BOSTON, July 07, 2022 (GLOBE NEWSWIRE) — Radius Health, Inc. (“Radius” or the “Company”) (Nasdaq: RDUS) today published a detailed investor presentation available at: https://ir.radiuspharm.com/events-and-presentations/.

The document discusses the Company’s progress since 2020 and also outlines the comprehensive strategic review process conducted by the Radius Board of Directors, which resulted in its unanimous approval of the Company’s acquisition by Gurnet Point Capital and Patient Square Capital at a significant premium.

Stockholders are urged to vote “FOR” all three of the Company’s highly qualified, independent nominees on the BLUE proxy card at its upcoming Annual Meeting of Stockholders, which will be held online on July 26, 2022.

YOUR VOTE IS IMPORTANT
VOTE “FOR” RADIUS’ THREE NOMINEES ON THE BLUE PROXY CARD TODAY

509 Madison Avenue
New York, NY 10022
Email: RDUS@info.morrowsodali.com
Call toll-free at (800) 662-5200 (in North America)
or +1 (203) 658-9400 (outside of North America)

About Radius
Radius is a global biopharmaceutical company focused on addressing unmet medical needs in the areas of bone health, neuro- orphan diseases, and oncology.
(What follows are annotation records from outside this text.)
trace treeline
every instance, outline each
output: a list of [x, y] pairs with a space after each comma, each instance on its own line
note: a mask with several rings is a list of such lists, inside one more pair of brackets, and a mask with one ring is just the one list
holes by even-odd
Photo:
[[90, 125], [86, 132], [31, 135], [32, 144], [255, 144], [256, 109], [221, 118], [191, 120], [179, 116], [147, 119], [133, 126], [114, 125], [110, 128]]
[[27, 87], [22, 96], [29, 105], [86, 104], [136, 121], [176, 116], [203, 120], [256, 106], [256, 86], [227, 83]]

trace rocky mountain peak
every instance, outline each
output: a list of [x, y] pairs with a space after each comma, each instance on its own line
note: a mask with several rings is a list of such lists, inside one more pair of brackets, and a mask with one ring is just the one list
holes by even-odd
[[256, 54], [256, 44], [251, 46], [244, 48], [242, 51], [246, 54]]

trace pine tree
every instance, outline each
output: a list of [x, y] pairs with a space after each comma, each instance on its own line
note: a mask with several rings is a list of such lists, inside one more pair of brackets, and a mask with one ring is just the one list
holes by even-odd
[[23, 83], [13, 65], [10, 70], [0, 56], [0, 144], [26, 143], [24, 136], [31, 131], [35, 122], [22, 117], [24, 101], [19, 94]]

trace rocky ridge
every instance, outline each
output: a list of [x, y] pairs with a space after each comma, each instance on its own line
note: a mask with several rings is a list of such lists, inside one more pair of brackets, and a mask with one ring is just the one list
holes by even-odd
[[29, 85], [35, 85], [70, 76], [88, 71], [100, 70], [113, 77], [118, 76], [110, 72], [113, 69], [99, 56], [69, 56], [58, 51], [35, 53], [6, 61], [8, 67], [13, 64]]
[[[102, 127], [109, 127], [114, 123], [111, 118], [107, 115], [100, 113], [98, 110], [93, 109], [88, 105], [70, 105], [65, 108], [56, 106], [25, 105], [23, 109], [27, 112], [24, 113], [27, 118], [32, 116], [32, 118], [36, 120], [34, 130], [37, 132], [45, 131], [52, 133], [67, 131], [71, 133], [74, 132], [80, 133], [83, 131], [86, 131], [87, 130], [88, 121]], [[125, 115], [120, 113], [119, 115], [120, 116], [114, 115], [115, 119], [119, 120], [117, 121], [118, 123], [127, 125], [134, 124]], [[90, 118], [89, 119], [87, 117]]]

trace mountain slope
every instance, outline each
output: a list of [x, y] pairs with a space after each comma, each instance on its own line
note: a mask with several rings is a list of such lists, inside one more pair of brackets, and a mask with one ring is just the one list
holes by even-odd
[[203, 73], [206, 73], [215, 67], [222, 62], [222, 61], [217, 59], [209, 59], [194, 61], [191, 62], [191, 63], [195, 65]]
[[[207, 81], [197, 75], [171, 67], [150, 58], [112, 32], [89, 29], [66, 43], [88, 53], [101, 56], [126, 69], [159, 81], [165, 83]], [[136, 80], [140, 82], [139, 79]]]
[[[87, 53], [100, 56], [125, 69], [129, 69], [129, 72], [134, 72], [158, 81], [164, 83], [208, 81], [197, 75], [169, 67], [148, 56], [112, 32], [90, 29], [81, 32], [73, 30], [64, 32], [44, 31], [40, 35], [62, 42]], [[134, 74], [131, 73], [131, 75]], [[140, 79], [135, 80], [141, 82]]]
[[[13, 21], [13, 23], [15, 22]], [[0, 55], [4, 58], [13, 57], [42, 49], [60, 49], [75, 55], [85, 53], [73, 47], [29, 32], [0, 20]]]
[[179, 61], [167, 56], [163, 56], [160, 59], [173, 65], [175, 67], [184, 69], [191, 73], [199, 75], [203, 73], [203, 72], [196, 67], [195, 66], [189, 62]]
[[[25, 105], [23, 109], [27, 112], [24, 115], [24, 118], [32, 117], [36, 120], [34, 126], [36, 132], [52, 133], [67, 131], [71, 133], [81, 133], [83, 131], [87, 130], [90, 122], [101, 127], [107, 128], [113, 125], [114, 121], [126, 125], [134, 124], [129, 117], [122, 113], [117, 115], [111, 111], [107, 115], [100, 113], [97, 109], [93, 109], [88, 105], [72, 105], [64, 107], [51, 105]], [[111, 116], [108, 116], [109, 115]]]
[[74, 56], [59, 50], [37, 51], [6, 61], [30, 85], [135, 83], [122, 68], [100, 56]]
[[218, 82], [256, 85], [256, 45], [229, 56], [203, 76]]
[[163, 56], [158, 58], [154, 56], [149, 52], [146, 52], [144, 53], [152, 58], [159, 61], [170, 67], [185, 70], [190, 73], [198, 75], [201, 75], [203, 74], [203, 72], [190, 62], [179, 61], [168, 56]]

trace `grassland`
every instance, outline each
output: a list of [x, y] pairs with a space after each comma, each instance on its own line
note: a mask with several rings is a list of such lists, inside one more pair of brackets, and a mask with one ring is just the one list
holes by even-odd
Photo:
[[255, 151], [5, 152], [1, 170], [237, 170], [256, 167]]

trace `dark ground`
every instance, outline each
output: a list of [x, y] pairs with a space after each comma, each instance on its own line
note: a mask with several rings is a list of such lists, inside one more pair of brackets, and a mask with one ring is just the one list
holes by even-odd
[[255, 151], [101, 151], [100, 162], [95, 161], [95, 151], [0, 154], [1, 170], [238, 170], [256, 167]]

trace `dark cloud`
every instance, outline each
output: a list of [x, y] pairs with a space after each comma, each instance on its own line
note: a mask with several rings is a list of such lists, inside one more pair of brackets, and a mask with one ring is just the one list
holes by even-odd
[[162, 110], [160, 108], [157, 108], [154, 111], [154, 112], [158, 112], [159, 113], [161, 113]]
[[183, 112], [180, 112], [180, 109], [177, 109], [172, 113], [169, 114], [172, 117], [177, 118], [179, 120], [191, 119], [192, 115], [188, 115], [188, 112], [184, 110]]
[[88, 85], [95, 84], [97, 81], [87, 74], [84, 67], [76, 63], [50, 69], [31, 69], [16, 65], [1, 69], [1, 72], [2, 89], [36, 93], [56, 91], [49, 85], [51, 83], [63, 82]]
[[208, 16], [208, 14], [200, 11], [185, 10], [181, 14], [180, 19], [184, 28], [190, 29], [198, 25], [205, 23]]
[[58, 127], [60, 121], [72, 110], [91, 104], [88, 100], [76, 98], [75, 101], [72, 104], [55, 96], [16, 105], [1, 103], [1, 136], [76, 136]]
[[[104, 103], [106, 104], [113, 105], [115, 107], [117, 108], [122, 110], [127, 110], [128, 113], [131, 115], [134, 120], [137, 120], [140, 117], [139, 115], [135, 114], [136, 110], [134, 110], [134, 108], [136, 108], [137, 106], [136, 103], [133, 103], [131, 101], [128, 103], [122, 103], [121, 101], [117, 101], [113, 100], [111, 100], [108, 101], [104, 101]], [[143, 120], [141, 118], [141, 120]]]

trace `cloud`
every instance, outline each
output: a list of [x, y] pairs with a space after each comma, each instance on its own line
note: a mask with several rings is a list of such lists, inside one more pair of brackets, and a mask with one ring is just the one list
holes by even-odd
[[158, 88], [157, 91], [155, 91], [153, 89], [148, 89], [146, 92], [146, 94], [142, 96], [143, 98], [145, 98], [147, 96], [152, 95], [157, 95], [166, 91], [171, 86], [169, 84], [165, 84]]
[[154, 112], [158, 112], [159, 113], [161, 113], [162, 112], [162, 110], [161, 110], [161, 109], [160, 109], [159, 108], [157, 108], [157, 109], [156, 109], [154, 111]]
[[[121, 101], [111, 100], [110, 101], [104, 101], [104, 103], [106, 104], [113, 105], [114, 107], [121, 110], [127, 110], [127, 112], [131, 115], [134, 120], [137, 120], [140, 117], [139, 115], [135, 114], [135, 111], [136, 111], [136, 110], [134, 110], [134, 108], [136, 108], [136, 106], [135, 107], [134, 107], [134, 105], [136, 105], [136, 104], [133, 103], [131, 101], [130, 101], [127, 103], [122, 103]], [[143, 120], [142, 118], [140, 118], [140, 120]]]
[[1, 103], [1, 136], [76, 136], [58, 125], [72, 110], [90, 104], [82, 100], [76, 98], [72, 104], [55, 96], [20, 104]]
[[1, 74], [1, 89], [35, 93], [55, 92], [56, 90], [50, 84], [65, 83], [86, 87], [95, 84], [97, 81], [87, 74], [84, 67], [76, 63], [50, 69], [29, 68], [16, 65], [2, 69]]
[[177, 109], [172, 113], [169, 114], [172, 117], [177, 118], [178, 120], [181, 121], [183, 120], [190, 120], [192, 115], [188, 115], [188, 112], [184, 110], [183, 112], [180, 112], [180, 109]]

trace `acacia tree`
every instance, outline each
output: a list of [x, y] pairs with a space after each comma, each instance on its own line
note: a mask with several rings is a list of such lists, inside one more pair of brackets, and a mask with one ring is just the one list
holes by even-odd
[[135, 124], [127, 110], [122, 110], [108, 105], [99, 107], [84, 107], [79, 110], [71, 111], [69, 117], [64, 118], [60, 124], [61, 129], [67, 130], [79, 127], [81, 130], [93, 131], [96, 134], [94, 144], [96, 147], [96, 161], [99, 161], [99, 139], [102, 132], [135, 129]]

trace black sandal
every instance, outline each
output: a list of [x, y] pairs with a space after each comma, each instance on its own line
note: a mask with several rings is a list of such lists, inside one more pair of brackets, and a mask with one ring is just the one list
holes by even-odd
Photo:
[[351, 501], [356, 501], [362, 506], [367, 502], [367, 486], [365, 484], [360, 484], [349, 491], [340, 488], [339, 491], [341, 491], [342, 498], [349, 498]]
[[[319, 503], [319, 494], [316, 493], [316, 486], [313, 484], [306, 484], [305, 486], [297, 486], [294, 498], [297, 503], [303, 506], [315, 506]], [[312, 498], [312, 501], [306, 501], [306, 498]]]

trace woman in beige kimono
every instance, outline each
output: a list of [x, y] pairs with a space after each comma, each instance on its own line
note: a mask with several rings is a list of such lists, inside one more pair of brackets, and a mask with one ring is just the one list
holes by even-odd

Radius’ lead product, TYMLOS® (abaloparatide) injection, was approved by the U.S. Food and Drug Administration for the treatment of postmenopausal women with osteoporosis at high risk for fracture. The Radius clinical pipeline includes investigational abaloparatide injection for potential use in the treatment of men with osteoporosis; the investigational drug, elacestrant (RAD1901), for potential use in the treatment of hormone-receptor positive breast cancer out-licensed to Menarini Group; and the investigational drug RAD011, a synthetic cannabidiol oral solution with potential utilization in multiple neuro-endocrine, neurodevelopmental, or neuropsychiatric disease areas, initially targeting Prader-Willi syndrome, Angelman syndrome, and infantile spasms.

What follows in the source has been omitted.